775 Immune Checkpoint Inhibitor Therapy in Patients With Preexisting Inflammatory Bowel Disease

Hamzah Abu‐Sbeih(University of Missouri–Kansas City), David M. Faleck(Memorial Sloan Kettering Cancer Center), Biagio Ricciuti(Dana-Farber Cancer Institute), Robin B. Mendelsohn(Memorial Sloan Kettering Cancer Center), Abdul Rafeh Naqash(East Carolina University), Justine V. Cohen(Massachusetts General Hospital), Maclean C. Sellers(Massachusetts General Hospital), Aanika Balaji(Johns Hopkins University), Guy Ben‐Betzalel(Sheba Medical Center), Hajir Ibraheim(King's College London), Jiajia Zhang(Johns Hopkins University), Mark M. Awad(University of Perugia), Giulia C. Leonardi(University of Perugia), Douglas B. Johnson(Vanderbilt University Medical Center), David J. Pinato(Imperial College London), Dwight H. Owen(The Ohio State University), Sarah A. Weiss(Yale University), Giuseppe Lamberti(University of Bologna), Mark P. Lythgoe(Imperial College London), Lisa Manuzzi(University of Bologna), Christina A. Arnold(The Ohio State University), Jarushka Naidoo(Johns Hopkins University), Gal Merkel(Sheba Medical Center), Nick Powell(King's College London), Sai‐Ching J. Yeung(The University of Texas MD Anderson Cancer Center), Elad Sharon(National Cancer Institute), Michael Dougan(Massachusetts General Hospital), Yinghong Wang(The University of Texas MD Anderson Cancer Center)
The American Journal of Gastroenterology
October 1, 2019
Cited by 29

Abstract

INTRODUCTION: We characterized gastrointestinal adverse events in patients with underlying inflammatory bowel disease (IBD) who received immune checkpoint inhibitors.

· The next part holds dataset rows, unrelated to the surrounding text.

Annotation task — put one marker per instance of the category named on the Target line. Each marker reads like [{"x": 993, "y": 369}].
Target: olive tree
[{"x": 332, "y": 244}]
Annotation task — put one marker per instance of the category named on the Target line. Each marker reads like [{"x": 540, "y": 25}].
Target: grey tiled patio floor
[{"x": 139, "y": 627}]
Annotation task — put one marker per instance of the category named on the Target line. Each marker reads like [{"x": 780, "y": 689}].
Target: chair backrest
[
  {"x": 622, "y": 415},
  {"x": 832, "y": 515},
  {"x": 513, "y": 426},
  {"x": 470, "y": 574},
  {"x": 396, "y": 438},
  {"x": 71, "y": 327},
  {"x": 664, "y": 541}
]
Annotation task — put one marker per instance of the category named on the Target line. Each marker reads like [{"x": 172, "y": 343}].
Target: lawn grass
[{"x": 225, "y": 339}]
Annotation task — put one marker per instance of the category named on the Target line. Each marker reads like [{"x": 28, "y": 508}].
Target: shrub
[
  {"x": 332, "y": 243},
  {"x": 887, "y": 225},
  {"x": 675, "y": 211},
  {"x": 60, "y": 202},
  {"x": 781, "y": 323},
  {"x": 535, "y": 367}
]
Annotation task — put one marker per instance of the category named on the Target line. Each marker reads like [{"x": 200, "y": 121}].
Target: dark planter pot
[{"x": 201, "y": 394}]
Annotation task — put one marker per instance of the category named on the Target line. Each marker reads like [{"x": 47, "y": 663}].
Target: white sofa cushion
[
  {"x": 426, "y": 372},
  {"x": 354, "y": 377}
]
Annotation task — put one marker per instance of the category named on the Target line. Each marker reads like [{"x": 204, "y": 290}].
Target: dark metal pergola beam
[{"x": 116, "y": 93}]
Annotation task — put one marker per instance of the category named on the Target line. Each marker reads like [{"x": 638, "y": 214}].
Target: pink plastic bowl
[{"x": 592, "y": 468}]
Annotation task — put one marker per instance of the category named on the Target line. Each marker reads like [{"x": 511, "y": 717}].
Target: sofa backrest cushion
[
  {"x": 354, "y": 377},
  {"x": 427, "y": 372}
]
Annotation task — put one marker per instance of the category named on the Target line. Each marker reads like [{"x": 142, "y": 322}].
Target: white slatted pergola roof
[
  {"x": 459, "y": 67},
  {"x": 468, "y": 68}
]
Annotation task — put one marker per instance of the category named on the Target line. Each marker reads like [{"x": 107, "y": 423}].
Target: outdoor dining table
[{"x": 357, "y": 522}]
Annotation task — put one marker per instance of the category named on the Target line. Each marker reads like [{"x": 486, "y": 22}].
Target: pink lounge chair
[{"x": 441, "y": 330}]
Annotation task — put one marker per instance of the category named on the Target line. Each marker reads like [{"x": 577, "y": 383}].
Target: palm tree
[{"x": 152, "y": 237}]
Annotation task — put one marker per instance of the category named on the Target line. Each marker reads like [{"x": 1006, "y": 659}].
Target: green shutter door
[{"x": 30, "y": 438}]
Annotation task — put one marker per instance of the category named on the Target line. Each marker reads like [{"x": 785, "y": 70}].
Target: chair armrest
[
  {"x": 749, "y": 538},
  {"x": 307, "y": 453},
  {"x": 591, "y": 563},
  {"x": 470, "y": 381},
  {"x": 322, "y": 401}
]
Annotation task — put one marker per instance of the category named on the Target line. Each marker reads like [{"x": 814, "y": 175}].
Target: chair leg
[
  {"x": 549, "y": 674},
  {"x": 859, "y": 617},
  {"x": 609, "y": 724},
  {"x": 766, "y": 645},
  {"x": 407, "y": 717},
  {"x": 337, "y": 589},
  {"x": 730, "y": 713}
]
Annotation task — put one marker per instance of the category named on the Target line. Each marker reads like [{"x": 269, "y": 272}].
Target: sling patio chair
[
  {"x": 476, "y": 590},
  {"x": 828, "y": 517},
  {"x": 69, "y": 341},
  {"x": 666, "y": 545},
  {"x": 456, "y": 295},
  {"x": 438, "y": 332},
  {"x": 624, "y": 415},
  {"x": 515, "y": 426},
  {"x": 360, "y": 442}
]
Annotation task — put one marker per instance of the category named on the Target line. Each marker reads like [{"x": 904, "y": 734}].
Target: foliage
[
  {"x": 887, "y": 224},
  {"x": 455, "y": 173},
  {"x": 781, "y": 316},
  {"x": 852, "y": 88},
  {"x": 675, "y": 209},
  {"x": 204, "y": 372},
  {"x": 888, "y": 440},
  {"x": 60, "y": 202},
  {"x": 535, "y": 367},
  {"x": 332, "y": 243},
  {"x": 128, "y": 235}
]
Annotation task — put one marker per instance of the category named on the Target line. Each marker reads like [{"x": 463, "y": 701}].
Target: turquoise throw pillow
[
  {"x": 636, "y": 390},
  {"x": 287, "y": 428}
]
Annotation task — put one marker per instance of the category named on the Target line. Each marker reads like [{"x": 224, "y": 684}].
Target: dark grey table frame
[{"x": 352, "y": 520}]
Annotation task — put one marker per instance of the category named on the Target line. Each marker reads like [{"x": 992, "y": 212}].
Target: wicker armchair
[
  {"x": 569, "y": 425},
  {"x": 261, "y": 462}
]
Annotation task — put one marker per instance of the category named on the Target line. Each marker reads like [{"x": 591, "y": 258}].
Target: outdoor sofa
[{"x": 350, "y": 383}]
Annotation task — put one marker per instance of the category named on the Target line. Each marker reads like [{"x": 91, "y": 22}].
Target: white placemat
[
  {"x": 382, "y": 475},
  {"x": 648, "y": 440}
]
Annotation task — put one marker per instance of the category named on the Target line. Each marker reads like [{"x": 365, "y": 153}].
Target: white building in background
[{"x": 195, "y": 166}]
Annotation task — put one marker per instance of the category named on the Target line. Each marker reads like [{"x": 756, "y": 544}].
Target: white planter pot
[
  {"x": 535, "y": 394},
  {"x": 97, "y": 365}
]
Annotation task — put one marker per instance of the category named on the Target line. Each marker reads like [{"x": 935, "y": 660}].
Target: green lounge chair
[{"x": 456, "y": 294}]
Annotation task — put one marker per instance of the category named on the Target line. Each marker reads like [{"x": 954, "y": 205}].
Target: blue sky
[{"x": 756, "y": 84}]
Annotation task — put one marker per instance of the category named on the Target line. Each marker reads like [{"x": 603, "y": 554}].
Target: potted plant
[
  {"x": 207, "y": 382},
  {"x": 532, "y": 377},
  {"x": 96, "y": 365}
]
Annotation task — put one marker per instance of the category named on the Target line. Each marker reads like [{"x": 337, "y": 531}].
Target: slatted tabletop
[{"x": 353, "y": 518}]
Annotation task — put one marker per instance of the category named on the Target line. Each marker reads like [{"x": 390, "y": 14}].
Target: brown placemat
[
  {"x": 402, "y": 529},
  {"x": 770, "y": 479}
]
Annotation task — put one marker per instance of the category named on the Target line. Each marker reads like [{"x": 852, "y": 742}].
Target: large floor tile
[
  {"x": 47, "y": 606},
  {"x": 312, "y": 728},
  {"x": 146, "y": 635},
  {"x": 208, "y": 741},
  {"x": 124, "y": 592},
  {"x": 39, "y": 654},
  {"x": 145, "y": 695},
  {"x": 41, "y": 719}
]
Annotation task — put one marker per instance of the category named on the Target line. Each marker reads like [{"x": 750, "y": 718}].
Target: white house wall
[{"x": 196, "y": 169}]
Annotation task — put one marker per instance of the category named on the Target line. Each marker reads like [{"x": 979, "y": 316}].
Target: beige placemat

METHODS: We performed a fourteen-center, retrospective study of patients with documented IBD who received immune checkpoint inhibitor therapy between January 2010 and February 2019. Backward selection and multivariate logistic regression were conducted to assess risk of gastrointestinal adverse events. RESULTS: Of the 102 included patients, 17 received therapy targeting cytotoxic T-lymphocyte antigen-4 and 85 received monotherapy targeting programmed death-1 or its ligand. Half the patients had Crohn's disease and half had ulcerative colitis. The median time from last active IBD episode to immunotherapy initiation was 5 years (interquartile range, 3-12). Forty-three patients were not receiving treatment for IBD (Table 1). Gastrointestinal adverse events occurred in 42 patients (41%) after a median of 62 days (interquartile range, 33-123), a rate higher than that among similar patients without underlying IBD who were treated at centers participating in the study (11%; P < 0.001). Gastrointestinal events among patients with IBD included grade 3 or 4 diarrhea in 21 patients. Four patients experienced colonic perforation, 2 of whom required surgery. No gastrointestinal adverse event-related deaths were recorded (Table 2). Anti-cytotoxic T-lymphocyte antign-4 therapy was associated with increased risk of gastrointestinal adverse events on univariate but not multivariate analysis (respectively, odds ratio, 3.19; 95%confidence interval, 1.8-9.48; P = 0.037 and odds ratio, 4.72; 95% confidence interval, 0.95-23.53; P = 0.058). CONCLUSION: Preexisting IBD increases the risk of severe gastrointestinal adverse events in patients treated with immune checkpoint inhibitors.